Nationalratspräsident Martin Candinas ist der einzige Politiker, der an diesem bewusst apolitisch gehaltenen Friedensgebet spricht. Er erinnert daran, dass die Genfer Konventionen und die allgemeine Erklärung der Menschenrechte vor dem Hintergrund des Krieges entstanden seien. «Aus kleinen Flüssen werden grosse Ströme», so der Mitte-Politiker. Der erste Schritt sei, dass sich die Hoffnung auf Frieden verwirklichen möge. «Denn Hoffnung verleiht uns die Kraft zum Handeln.»
Kommen wir dem Frieden durch Gebete auch nur einen Schritt näher?
Rita Famos
Es ist viel von Hoffnung die Rede, und immer wieder wird in den Psalm- und Liedtexten um Frieden gebetet. «Doch kommen wir dem Frieden durch Gebete auch nur einen Schritt näher?», fragt Rita Famos, Präsidentin der Evangelischen Kirche Schweiz in ihrem «Wort zum Tag». «Ja, denn Gebet nährt die Gemeinschaft und Gebet führt ins Handeln», antwortet sie gleich selber. Die Liturgie schenke Worte gegen die Sprachlosigkeit, ihre uralten Rituale machten die Menschen in aller Ohnmacht handlungsfähig. «Im Beten halten wir unsere Angst und Unsicherheit vor Gott aus.»

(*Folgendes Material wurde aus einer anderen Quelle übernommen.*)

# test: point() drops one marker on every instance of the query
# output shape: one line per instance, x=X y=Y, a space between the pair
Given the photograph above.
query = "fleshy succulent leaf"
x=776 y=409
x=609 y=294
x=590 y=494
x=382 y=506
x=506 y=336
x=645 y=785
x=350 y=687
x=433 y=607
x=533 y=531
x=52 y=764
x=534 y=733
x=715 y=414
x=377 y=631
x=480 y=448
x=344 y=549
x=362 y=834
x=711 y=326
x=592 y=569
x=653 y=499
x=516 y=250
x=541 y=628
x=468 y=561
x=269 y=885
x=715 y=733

Ein russischer und ein ukrainischer Priester
Höhepunkt der Feier sind die Fürbitten, die von Vertreter:innen verschiedener christlicher Gemeinschaften und Nationalitäten vorgetragen werden, darunter Wladimir Svystun, Priester der russisch-orthodoxen Kirche Bern, Jürg Bräker, Präsident der Arbeitsgemeinschaft christlicher Kirchen Region Bern und Nazar Zatorsky, Priester der ukrainischen griechisch-katholischen Kirche. Sie alle lesen einen kurzen Bibelvers, sprechen eine Fürbitte und zünden daraufhin eine Kerze an, die sie in ein mit Erde gefülltes Kreuz stellen.
Ehe die Teilnehmer:innen des Friedensgebets ein eindrückliches «Dona nobis pacem» anstimmen, erinnert Pierre-Yves Maillard daran, dass das Gebet um Frieden nicht aufhört. «Es soll uns weiterhin begleiten, Tag für Tag.»